2. Icahn Enterprises L.P.
Carl Icahn is a legendary investor who invades companies that are stuck on the verge of huge returns and helps push them over. He has a personal net worth of $21.3 billion, most of which he earned through his corporate raiding.
Icahn’s arm for turning businesses around is Icahn Enterprises L.P. (NASDAQ:IEP), a publicly traded fund. The company offers a mouth-drooling 7.97% yield because Carl Icahn is simply that good; the guy knows how to turn a profit and consistently. In fact, he recently made a killing by selling his Netflix stock, earning $2.2 billion in a single trade.
3. Kinder Morgan, Inc.
As North America’s largest energy infrastructure company, Kinder Morgan, Inc. (NYSE:KMI) is bound to take a little damage from the oil price slump. KMI stock is down significantly during the year, yet the company was able to increase its dividend every quarter.
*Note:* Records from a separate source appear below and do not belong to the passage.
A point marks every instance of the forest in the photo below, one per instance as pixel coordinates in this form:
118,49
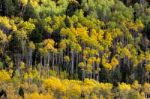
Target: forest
74,49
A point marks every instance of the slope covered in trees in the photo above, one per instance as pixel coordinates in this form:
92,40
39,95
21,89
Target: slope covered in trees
101,46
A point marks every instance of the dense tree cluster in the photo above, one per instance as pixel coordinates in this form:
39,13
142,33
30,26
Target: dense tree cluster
104,40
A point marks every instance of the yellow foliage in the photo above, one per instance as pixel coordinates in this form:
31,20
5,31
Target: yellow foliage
39,96
123,87
4,75
147,67
114,62
54,84
146,87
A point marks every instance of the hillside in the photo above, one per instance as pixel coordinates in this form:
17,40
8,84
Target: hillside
75,49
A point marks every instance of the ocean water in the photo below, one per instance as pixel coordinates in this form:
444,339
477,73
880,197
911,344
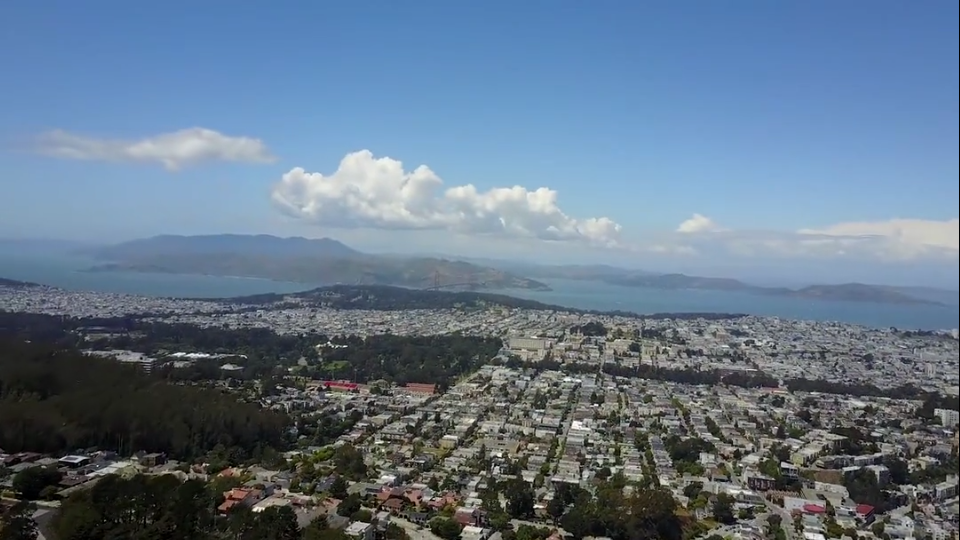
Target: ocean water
65,272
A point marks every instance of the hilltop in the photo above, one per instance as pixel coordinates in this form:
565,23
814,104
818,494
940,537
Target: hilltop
300,260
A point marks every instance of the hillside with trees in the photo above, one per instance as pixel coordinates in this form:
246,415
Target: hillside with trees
58,400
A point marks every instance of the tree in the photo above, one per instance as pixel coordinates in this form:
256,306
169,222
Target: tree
520,500
30,482
692,489
17,524
723,509
445,528
555,507
349,505
338,488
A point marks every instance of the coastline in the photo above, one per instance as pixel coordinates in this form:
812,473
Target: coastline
581,295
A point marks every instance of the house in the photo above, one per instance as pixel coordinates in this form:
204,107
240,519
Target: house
471,532
468,516
359,530
74,462
239,496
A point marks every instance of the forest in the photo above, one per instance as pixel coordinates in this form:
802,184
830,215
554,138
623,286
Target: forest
263,353
57,400
164,508
405,359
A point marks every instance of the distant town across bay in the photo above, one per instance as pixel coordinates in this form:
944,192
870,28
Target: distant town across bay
68,273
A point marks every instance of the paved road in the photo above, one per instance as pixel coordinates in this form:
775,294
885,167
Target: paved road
414,531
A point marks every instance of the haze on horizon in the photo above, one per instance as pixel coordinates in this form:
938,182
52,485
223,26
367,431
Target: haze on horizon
802,142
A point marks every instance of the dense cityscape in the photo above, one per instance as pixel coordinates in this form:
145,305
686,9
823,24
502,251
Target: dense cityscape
480,420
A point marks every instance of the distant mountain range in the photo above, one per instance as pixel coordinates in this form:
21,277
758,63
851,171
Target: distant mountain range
326,261
300,260
851,292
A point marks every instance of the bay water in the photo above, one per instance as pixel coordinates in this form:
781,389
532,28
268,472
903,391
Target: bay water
67,273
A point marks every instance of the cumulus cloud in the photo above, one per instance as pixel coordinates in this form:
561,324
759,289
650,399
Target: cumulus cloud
904,232
172,150
372,192
893,240
698,224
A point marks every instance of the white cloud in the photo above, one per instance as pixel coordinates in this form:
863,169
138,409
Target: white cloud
698,224
372,192
915,233
893,240
172,150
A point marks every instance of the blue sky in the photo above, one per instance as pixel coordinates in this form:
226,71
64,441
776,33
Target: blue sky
763,118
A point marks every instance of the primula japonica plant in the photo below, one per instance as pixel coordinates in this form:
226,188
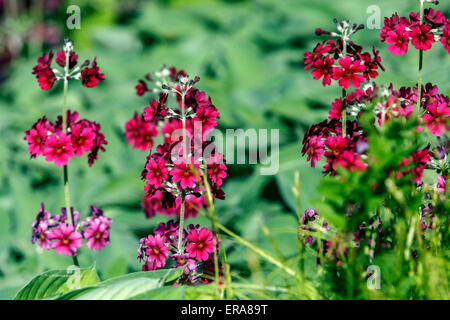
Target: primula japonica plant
386,154
183,175
60,141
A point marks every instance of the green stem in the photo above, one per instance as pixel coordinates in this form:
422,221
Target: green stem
344,113
419,82
181,225
66,169
185,158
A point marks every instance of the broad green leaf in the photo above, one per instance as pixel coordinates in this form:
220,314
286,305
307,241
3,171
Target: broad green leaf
124,287
56,282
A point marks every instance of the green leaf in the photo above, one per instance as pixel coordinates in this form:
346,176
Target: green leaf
124,287
56,282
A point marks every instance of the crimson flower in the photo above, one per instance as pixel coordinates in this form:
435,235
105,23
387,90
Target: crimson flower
157,172
61,59
336,109
319,50
82,139
140,133
156,251
201,244
314,150
323,67
348,72
90,77
398,40
422,37
183,174
58,149
44,73
438,117
67,240
445,38
97,234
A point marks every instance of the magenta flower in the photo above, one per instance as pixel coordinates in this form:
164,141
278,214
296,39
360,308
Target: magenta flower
61,59
217,169
319,50
82,139
90,77
36,137
157,172
43,71
66,239
445,38
336,109
58,149
156,250
183,174
437,120
398,40
348,72
139,133
323,67
441,183
97,234
201,244
422,37
314,150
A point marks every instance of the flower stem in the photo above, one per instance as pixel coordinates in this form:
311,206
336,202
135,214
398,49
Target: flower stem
344,114
185,158
66,169
181,225
419,81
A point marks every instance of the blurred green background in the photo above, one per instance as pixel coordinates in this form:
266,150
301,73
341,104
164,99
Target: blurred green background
249,55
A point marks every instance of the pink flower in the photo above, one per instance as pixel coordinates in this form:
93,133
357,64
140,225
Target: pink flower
82,139
157,172
141,88
58,149
140,133
201,244
182,173
61,59
421,37
336,109
217,169
67,240
319,50
97,234
398,40
323,67
441,183
43,71
44,236
207,117
445,38
351,161
156,250
348,72
315,149
437,119
90,77
36,137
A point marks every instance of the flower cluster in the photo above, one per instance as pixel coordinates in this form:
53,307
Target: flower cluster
342,60
67,59
54,232
160,250
140,133
56,145
399,31
170,170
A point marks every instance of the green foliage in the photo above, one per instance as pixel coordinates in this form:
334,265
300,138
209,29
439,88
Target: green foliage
249,56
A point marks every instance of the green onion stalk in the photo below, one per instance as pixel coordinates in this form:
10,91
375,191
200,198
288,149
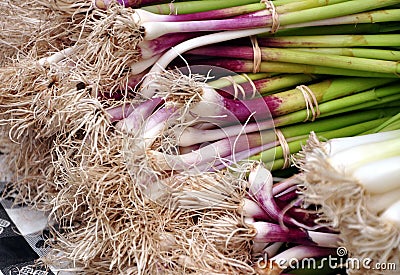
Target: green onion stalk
355,181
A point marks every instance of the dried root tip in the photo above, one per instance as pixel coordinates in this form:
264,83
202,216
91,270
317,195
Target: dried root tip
267,268
177,88
368,236
320,184
215,190
343,205
109,47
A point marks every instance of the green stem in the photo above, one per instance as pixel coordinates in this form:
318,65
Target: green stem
366,28
295,146
336,122
345,104
371,40
356,52
390,124
373,102
283,67
335,10
330,60
187,7
324,91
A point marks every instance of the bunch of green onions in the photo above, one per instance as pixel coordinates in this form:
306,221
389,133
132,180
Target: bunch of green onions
110,109
355,181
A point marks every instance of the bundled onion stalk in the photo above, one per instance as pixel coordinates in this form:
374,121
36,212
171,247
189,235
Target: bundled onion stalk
355,181
268,215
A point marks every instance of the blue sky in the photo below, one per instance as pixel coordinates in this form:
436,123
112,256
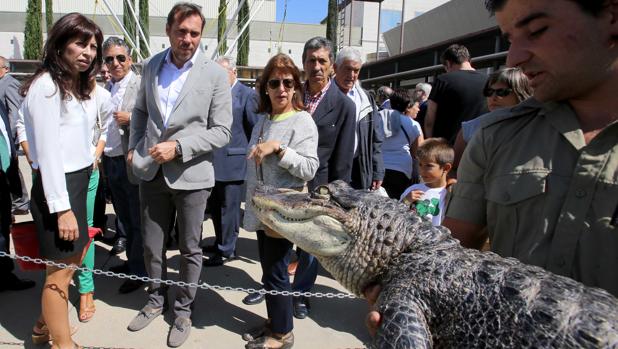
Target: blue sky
303,11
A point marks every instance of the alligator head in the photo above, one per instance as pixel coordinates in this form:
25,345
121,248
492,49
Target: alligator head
355,234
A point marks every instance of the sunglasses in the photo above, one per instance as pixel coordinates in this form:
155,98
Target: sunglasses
500,92
119,58
275,83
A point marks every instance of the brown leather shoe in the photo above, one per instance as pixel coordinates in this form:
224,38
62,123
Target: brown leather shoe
292,268
272,341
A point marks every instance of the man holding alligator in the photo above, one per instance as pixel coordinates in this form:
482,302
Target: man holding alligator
543,176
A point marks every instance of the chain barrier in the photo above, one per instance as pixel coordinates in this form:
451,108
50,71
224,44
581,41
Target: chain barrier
203,285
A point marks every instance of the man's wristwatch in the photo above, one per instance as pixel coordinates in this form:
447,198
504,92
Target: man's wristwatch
178,149
282,148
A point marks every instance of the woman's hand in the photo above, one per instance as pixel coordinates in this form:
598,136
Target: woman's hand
262,150
67,226
374,318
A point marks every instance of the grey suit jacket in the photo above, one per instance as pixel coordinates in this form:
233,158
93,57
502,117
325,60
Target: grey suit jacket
200,121
10,99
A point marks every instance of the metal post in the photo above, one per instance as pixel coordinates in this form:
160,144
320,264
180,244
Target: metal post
227,31
403,10
139,29
378,38
351,19
244,27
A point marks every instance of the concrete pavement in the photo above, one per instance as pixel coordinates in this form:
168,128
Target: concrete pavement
219,318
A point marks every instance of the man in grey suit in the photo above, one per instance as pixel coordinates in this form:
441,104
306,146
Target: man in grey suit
11,99
182,113
123,185
230,164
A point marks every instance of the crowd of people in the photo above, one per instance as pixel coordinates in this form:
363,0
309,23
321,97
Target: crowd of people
535,178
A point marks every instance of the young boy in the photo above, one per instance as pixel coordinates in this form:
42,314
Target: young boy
435,158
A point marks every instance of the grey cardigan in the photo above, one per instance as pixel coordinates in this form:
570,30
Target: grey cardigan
297,166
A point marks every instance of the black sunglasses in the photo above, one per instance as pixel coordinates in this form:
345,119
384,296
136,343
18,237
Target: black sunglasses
500,92
119,58
275,83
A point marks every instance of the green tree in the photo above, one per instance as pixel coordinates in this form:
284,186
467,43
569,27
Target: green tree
242,56
129,24
222,26
331,23
49,14
33,34
144,15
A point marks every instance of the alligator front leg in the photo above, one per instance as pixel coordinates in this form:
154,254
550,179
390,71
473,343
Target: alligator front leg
403,326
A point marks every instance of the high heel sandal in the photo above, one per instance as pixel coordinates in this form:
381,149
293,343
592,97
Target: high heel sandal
85,312
41,335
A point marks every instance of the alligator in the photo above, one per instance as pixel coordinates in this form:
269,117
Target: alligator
435,293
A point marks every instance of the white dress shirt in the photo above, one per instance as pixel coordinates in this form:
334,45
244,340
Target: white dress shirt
171,81
60,135
113,146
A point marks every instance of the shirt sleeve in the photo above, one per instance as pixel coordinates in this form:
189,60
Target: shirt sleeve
468,198
44,108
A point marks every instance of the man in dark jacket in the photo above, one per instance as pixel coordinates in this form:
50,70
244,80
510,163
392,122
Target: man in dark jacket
335,117
230,167
368,166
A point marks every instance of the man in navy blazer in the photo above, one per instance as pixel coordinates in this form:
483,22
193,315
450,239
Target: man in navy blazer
230,165
335,117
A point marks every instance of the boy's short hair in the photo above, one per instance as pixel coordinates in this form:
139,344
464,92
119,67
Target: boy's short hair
437,150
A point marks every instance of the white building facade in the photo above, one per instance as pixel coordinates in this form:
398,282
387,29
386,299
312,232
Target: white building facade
268,36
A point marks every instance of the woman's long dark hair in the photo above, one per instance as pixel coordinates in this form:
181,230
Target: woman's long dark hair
69,27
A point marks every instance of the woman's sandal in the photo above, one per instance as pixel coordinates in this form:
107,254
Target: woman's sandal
272,341
85,312
41,335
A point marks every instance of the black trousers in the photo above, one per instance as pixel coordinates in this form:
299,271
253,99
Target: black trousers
224,205
6,264
274,258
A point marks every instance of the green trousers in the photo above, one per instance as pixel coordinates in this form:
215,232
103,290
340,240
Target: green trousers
85,280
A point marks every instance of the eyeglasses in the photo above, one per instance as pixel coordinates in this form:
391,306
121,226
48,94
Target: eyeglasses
119,58
500,92
275,83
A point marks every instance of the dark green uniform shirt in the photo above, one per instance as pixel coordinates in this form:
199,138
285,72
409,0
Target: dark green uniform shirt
546,197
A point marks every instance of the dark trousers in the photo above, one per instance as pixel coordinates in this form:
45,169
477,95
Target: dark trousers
158,201
125,198
395,182
274,258
6,264
224,205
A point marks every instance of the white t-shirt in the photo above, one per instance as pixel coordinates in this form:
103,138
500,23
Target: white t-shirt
431,205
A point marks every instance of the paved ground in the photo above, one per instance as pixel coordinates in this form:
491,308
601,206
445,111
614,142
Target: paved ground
218,318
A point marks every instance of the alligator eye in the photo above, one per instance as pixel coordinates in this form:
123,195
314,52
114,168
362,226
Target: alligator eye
321,192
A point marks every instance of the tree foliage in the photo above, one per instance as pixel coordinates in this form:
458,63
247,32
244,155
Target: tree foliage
242,56
331,23
49,14
33,33
222,26
144,15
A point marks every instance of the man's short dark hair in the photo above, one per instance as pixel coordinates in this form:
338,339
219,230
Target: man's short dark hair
184,10
593,7
400,99
319,42
456,54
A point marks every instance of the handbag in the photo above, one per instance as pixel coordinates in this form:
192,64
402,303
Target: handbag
26,242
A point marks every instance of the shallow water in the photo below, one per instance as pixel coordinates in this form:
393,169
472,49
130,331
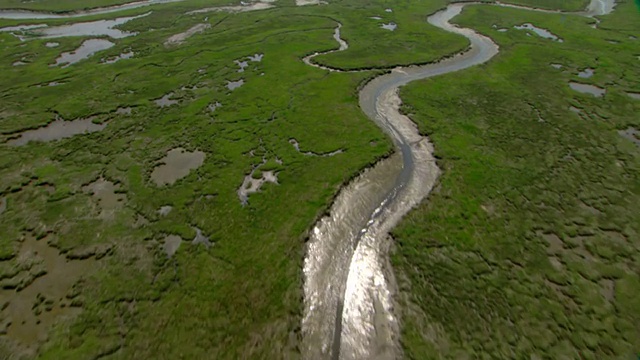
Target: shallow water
171,244
538,31
91,28
389,26
255,57
200,238
586,73
58,129
125,55
86,49
175,165
104,194
242,65
214,106
39,305
251,185
180,38
165,100
232,85
346,271
631,134
588,89
165,210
Kinder Morgan can afford an 8.9% dividend yield, because it isn’t in the oil extraction side of the business; it’s in the storage and transportation business. The firm’s structure delivers a lot of the profits directly to shareholders, meaning KMI stock comes in handy as an energy sector income play. (Source: “Kinder Morgan Fact Sheet,” Kinder Morgan, Inc., December 1, 2015.)
4. BlackRock Capital Investment Corporation
There are times when life has gotten too hectic and I can’t focus on investing. At such times, I usually consider outsourcing my active trading decisions.
Owning publicly traded investment firms can be a great way of getting exposure to a lot of different companies. Investment professionals at BlackRock Capital Investment Corporation (NASDAQ:BKCC) are so good that the company has a dividend yield of 8.3%.